Things are clearer than they once were but clarity does not assure relief and release. Certainty, even when fabricated, is so much cozier than uncertainty. Shitpissfuckcuntcocksuckermotherfuckertits ... as George Carlin might say. The best I can figure is that when something is inescapable, the only useful activity is to go towards it....

Not that that solves much of anything. :) Revamping a long-standing habit like belief is exhausting just to think about and yet ... what other choice is there?

Friday, June 23, 2017


A once-in-a-lifetime offer is a bit of hyperbole describing something special, isn't it?

Birth -- unless you are into multiple lives -- is a once-in-a-lifetime offer. It only happens once.

Death -- unless you are into multiple lives -- is a once-in-a-lifetime offer. It only happens once.

In this realm, birth and death are special -- a shiver-me-timbers possibility or actuality.

But if birth and death are so special, why are they happening all the time and in the all-around? Look around. True, you or I may only get one shot at it, but that doesn't seem to constrain birth and death. Birth and death seem as common as salt. Is that special?

My Zen teacher's teacher, Soen Nakagawa, once commented, "There is birth and there is death. In between, there is enlightenment." I never did get to ask him what he could possibly mean by "in between." Would I have understood his answer? Would it have been special?
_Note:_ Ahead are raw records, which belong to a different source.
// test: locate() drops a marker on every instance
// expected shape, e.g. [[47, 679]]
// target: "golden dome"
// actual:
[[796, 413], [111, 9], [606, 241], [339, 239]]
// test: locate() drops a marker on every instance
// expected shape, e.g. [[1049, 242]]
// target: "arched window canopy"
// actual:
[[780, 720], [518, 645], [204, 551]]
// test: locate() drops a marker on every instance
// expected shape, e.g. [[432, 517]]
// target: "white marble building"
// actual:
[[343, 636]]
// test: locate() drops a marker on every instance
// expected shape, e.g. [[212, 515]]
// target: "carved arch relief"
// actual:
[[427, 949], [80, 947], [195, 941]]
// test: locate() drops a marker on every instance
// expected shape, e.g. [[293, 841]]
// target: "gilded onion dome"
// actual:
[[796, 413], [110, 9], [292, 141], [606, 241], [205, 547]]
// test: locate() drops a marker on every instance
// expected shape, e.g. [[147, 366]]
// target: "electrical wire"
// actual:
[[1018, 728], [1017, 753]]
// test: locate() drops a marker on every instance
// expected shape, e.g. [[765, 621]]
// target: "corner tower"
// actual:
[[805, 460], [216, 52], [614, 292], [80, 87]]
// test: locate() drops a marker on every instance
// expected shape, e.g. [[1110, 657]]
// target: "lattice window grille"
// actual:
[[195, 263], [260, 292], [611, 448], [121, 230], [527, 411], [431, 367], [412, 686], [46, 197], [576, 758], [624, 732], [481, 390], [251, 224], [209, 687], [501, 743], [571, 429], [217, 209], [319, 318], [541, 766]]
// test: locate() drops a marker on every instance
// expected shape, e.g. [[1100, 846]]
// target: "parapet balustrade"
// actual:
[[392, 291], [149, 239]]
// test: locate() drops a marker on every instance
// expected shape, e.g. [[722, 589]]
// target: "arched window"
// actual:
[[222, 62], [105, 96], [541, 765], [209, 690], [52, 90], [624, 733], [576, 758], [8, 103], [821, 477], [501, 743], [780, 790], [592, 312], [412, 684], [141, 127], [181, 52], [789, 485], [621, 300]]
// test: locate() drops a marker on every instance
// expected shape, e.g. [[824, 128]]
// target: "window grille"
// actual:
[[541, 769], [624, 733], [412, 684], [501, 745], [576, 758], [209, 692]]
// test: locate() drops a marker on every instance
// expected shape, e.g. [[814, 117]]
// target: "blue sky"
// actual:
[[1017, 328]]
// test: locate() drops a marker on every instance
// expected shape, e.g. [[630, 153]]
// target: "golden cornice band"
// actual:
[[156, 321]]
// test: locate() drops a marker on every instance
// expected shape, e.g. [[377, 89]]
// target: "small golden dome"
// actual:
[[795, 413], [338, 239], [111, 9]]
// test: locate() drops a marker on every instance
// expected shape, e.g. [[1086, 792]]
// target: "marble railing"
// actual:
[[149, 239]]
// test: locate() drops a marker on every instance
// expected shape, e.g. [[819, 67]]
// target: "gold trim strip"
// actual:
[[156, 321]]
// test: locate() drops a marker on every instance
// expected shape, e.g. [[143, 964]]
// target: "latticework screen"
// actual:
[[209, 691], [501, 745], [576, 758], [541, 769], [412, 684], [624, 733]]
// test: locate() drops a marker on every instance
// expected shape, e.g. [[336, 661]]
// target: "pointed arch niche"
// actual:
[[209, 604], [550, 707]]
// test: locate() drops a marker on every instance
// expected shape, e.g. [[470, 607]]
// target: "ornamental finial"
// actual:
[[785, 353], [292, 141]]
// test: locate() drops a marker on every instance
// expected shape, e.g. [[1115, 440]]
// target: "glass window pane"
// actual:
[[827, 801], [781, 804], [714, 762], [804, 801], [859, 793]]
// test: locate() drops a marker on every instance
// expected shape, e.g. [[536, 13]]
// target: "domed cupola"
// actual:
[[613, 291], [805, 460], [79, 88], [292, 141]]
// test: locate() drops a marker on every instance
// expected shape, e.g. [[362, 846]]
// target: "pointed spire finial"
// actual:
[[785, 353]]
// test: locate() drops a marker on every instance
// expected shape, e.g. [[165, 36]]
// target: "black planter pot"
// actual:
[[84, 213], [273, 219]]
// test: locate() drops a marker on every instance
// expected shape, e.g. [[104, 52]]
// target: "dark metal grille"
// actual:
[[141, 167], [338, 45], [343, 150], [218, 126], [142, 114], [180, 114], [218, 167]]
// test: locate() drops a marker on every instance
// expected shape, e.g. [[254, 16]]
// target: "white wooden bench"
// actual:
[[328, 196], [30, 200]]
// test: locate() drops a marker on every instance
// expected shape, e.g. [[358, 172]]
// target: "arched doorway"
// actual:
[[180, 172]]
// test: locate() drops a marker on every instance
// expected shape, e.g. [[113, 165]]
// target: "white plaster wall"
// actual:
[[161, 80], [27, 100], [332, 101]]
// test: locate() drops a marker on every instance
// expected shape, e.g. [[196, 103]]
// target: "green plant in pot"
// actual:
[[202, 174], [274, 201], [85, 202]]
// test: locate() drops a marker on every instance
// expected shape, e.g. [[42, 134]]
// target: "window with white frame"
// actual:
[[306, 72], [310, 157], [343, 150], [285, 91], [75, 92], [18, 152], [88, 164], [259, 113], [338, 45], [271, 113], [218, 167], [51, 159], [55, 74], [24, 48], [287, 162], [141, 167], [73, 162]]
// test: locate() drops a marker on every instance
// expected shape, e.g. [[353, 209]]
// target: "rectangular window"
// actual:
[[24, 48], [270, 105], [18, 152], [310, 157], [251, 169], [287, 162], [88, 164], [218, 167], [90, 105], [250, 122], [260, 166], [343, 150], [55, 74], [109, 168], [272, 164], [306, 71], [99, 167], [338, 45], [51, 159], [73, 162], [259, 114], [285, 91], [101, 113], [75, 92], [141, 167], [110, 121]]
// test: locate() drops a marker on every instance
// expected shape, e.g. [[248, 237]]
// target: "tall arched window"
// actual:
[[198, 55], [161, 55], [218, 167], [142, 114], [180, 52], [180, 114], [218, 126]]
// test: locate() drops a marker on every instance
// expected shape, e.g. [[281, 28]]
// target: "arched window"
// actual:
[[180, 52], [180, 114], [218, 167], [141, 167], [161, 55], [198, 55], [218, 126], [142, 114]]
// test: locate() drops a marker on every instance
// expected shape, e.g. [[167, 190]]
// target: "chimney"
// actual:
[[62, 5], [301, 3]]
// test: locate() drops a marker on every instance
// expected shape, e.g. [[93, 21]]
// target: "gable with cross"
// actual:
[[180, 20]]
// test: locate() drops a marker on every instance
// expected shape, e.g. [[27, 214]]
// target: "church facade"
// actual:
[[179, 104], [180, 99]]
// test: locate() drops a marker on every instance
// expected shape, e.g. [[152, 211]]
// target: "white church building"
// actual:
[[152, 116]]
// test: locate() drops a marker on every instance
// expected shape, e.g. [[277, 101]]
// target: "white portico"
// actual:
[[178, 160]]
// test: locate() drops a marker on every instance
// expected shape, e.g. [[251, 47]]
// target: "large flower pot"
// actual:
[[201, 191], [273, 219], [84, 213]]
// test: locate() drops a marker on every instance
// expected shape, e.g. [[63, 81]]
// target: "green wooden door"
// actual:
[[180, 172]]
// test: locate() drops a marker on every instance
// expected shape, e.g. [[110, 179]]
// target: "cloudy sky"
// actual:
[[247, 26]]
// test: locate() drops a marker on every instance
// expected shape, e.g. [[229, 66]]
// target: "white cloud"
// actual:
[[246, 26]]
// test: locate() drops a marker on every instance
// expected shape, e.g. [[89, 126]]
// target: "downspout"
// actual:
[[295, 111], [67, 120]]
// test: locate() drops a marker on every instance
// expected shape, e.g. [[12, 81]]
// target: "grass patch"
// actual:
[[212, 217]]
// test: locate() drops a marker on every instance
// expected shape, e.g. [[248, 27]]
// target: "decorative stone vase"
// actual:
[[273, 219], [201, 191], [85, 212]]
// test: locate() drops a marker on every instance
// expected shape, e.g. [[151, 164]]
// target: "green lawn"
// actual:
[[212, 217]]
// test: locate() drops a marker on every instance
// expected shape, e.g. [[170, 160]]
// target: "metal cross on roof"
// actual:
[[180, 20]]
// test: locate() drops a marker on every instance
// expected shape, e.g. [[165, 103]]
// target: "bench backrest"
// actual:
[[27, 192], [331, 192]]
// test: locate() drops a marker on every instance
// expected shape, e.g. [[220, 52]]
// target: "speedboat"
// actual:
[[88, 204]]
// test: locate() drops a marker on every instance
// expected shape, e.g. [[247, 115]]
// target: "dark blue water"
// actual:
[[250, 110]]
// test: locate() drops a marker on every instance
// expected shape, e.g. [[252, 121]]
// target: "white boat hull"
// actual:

Another once-in-a-lifetime offer, I imagine.

Wednesday, June 21, 2017

remembering beauty

I have always been a sucker for beauty: It can lay me out. It is, quite literally, something to die for. But what is it? I don't know and still, I am a sucker for beauty.

-- Before she died, I once begged -- and I do not beg -- my younger sister to play the piano for me. She admitted that she played, but said she only played for herself. I begged and begged to no avail. Why did I begs?
In earlier times, when she and my older sister had no married lives or children, I one day heard both of them ... downstairs ... taking piano lessons.
My older sister got all the notes right. It was good.
My younger sister got the same tune wrong and yet, and yet, her playing made my heart soar. There was passion, there was love, and there were errors that made absolutely no difference. Beauty does not mean perfection.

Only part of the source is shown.